“A spasso con Daisy” è l’adattamento per il grande schermo della pièce teatrale “Driving Miss Daisy” di Alfred Uhry del 1987, che l’anno dopo vinse con l’opera il premio Pulitzer per la drammaturgia. Morgan Freeman, co-protagonista della pellicola, ha fatta parte del cast originale dello spettacolo che debuttò lo stesso anno a New York.
Atlanta, 1948: Daisy (Jessica Tandy) è un’anziana vedove ebrea, ricca senza volerlo ammettere, indipendente e testarda, cui l’età inizia a fare qualche scherzo di troppo. Dopo una banale incidente in auto, il figlio Boolie (Dan Aykroyd) decide di affiancare ad Idella, la sua donna di servizio, un autista che si occupi dei suoi spostamenti.
“A spasso con Daisy”: esìli di razza a confronto
La scelta cade su Hoke (Morgan Freeman), afroamericano sveglio e volenteroso a caccia di lavoro. Inizialmente tutte le idiosincrasie di Daisy renderanno più che travagliata la nuova convivenza. Ma il passare del tempo e la resilienza di Hoke permetteranno la nascita di un rapporto umano vero, che accompagnerà Daisy fino alla fine dei suoi giorni. Aldilà della discreta dose di retorica svenevolezza con cui il grande pubblico lo ha recepito ai tempi – e l’Academy stessa, che lo premiò con quattro Oscar – “A spasso con Daisy” trova i suoi punti di forza ben oltre i confini della politica dei buoni sentimenti, della tolleranza e del volemose bene.
La scrittura di Alfred Uhry, che curò la sceneggiatura della pellicola, rappresenta un grande esempio di drammaturgia al servizio del proprio presente. Le coordinate spazio-temporali scelte per la messa in scena sono emblematiche del livello della sfida intrapresa: il sud razzista degli Stati Uniti alla vigilia e lungo tutto l’arco della serie di tentate rivoluzioni sociali dei decenni successivi. Nella pellicola diretta da Bruce Beresford i protagonisti danno vita ad un rapporto dialettico di diffidente riduzione delle reciproche distanze e, idealmente, ad una finale convergenza delle reciproche radici identitarie.
Un grande cast per un grande plot
Merito di una grande scrittura, che evita l’altissimo rischio di overdose di zuccheri mantenendo sempre dritta la barra di una narrazione fatta di ritmo leggero ma costante e di piacevole sostanza. Merito di una regia e di un montaggi sapidi ed eleganti e di una ricostruzione attenta delle location e dello spirito dei tempi. E merito di una coppia di protagonisti, a cui va aggiunto un Dan Aykroyd misurato e brillante nella sua benevola pinguetudine da imprenditore di successo e figlio amorevole, assolutamente eccezionali. Jessica Tandy, monumentale nell’incarnare le contraddizioni di una donna troppo anziana per l’epoca in cui vive. In lei la vita ha giocoforza instillato la diffidenza come forma di sopravvivenza, ma la sua natura più profonda la porta a mettere in discussione fino alla fine le convenzioni e le buone maniere di quella stessa società che in conclusione l’ha messa tra i vincenti.
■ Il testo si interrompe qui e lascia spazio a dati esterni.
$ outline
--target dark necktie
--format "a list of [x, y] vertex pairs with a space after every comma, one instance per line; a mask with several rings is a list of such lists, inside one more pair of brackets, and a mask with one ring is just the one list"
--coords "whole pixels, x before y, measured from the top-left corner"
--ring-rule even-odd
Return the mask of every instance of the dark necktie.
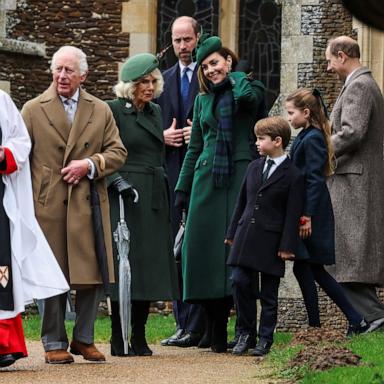
[[261, 175], [261, 181], [263, 183], [265, 183], [265, 181], [268, 179], [268, 174], [269, 174], [269, 171], [271, 170], [273, 164], [275, 164], [275, 162], [272, 159], [267, 160], [267, 168], [265, 169], [265, 171]]
[[181, 98], [183, 99], [183, 109], [184, 113], [187, 112], [188, 108], [188, 94], [189, 94], [189, 78], [188, 78], [188, 71], [191, 69], [188, 67], [185, 67], [183, 69], [183, 75], [181, 76], [181, 87], [180, 87], [180, 93]]

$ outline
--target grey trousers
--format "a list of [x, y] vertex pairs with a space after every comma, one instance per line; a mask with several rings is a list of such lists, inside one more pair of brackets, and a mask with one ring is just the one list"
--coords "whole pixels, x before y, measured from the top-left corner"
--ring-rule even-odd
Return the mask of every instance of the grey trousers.
[[[102, 295], [101, 285], [76, 290], [76, 319], [73, 328], [73, 340], [86, 344], [93, 343], [94, 323]], [[64, 324], [66, 301], [66, 293], [44, 300], [41, 340], [46, 352], [68, 349], [69, 343]]]
[[341, 283], [351, 304], [369, 323], [384, 318], [384, 304], [379, 300], [373, 284]]

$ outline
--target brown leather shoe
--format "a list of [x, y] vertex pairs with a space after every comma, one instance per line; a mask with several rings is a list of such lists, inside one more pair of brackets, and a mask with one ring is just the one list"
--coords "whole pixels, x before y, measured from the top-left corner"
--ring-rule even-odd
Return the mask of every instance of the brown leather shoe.
[[73, 363], [73, 356], [65, 349], [55, 349], [45, 352], [45, 362], [47, 364], [70, 364]]
[[89, 361], [105, 361], [105, 356], [95, 347], [95, 344], [85, 344], [80, 341], [73, 340], [70, 352], [74, 355], [82, 355], [85, 360]]

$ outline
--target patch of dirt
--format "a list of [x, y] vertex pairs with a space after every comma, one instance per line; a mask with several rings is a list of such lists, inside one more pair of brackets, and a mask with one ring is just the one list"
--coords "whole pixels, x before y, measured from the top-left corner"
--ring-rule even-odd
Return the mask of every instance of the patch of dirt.
[[345, 334], [341, 331], [327, 328], [310, 327], [296, 332], [292, 344], [314, 345], [326, 342], [344, 342]]
[[346, 341], [343, 333], [326, 328], [308, 328], [297, 332], [292, 345], [304, 348], [289, 362], [289, 368], [308, 364], [312, 370], [324, 371], [333, 367], [359, 365], [361, 357], [349, 349], [334, 345]]
[[361, 357], [347, 348], [306, 346], [289, 363], [290, 367], [308, 364], [312, 370], [359, 365]]

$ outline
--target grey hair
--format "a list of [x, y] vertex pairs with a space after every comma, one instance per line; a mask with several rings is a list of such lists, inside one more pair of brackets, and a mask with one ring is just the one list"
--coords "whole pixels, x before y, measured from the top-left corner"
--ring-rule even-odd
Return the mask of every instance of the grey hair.
[[152, 75], [156, 80], [156, 88], [154, 91], [154, 98], [159, 97], [161, 93], [163, 92], [164, 87], [164, 80], [163, 76], [158, 68], [154, 69], [151, 73], [148, 73], [147, 75], [140, 77], [140, 79], [135, 81], [119, 81], [113, 88], [115, 91], [115, 94], [117, 97], [124, 97], [126, 99], [134, 100], [135, 91], [137, 88], [137, 85], [140, 83], [140, 81], [149, 76]]
[[51, 71], [55, 69], [56, 59], [62, 53], [72, 53], [77, 57], [81, 75], [84, 75], [88, 71], [87, 55], [80, 48], [73, 47], [72, 45], [64, 45], [53, 54]]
Morgan Freeman, attore di cinema già prestato al teatro per il debutto newyorchese dell’opera, è magistrale nel dare alla controparte afroamericana della vicenda un taglio credibile, pur non venendo meno alle peculiarità del personaggio e dei suoi retaggi. Lontano dal luogo comune dell’idiot savant tanto caro a una certa produzione dell’epoca, Hoke è disponibile ma mai servile, lucidamente passivo, emblema della pratica del rispetto e del buon esempio come forma di relazione ideale. Oltre ai quattro premi Oscar (Miglior film, miglior attrice protagonista, miglior sceneggiatura non originale e miglior trucco), la pellicola vinse anche un Orso d’argento, un David di Donatello e un premio BAFTA.